Assistant Research Professor
Epidemiology and Biostatistics Department
Tomas Nuño, PhD is an Assistant Research Professor in the University of Arizona Mel and Enid Zuckerman College of Public Health Department of Epidemiology & Biostatistics. Dr. Nuño completed his PhD in Epidemiology in August 2011 at the University of Arizona. Upon completion of his doctorate, Dr. Nuño was awarded a postdoctoral research fellowship with the Arizona Area Health Education Center-funded Clinical Outcomes and Comparative Effectiveness Research Academic Fellowship Program. The goal of the fellowship program was to provide training in clinical outcomes and comparative effectiveness research, with a specific focus on primary care for rural and underserved patients, families, and communities in Arizona. In September 2012, Dr. Nuño received a three-year National Cancer Institute Center to Reduce Cancer Health Disparities postdoctoral fellowship grant as part of the University of Arizona Cancer Center R25T Cancer Prevention and Control Translational Research Training Program. In September 2017, Dr. Nuño received a three-year junior faculty administrative supplement to a previously funded R01 grant from the National Heart, Lung, and Blood Institute to explore tools and practices to decrease cardiovascular disease (CVD) and complications among Hispanic diabetics in Arizona. Dr. Nuño is currently a co-investigator on University of Arizona Prevention Research Center projects and on the MindCrowd: Health Aging Together project.
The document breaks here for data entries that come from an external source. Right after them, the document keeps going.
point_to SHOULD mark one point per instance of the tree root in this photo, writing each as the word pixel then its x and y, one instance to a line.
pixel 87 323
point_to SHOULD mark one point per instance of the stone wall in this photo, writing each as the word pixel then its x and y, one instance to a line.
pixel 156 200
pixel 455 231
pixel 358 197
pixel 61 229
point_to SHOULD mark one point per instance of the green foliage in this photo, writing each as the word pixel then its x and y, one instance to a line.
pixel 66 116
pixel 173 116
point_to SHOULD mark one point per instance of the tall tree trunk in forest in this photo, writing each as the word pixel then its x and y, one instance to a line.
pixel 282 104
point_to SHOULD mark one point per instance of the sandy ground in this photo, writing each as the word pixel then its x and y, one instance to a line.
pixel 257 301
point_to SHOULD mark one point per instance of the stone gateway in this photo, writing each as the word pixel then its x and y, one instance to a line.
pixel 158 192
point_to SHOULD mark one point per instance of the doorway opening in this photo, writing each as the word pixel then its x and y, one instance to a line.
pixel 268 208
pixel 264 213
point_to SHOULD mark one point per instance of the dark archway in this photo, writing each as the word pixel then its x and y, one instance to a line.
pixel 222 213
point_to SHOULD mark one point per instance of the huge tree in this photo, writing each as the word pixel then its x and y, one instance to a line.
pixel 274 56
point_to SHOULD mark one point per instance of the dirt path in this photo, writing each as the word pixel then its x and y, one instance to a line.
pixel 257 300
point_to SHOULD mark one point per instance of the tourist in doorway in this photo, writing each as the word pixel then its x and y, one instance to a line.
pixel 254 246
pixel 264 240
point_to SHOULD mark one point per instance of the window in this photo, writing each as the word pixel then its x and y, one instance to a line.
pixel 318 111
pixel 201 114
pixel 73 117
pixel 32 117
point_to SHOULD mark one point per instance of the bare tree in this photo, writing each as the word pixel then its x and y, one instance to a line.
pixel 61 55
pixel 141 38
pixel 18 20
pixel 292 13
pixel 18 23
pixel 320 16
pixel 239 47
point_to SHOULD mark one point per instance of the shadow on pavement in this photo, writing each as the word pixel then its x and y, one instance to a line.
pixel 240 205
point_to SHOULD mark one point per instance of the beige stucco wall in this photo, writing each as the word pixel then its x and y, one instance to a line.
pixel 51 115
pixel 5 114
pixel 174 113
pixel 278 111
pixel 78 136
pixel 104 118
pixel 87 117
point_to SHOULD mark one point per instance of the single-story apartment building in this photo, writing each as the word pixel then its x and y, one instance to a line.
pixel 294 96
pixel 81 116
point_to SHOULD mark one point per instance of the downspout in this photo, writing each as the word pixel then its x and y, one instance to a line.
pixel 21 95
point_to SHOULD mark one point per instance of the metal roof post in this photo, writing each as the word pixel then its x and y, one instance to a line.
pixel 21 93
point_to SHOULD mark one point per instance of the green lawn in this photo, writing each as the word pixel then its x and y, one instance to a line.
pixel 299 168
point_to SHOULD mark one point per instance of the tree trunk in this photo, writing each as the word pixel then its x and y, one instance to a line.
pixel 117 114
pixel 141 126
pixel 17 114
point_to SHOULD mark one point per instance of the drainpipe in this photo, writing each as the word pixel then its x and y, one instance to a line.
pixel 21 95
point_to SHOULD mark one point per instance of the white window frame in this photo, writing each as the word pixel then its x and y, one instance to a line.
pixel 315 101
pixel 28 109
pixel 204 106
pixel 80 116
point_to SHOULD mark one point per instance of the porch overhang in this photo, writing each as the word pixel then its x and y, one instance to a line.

Dr. Nuño’s program of research addresses the issues of chronic disease prevention and disparities among underserved populations. Particular areas of research include CVD and diabetes prevention and outcomes among Hispanic populations in the United States. The over-arching aim of his program of research is to identify disparities in health outcomes and to find methods to prevent and control chronic diseases among Hispanics and other underserved populations. He has expertise with population-based research and utilization of large national databases, including the Behavioral Risk Factor Surveillance System, the Surveillance, Epidemiology, and End Results Program, and the Healthcare Cost and Utilization Project. He has a growing field of research in behavioral epidemiology, implementation science, and community-based interventions. Dr. Nuño enjoys working with diverse faculty and students in a multidisciplinary team-science approach.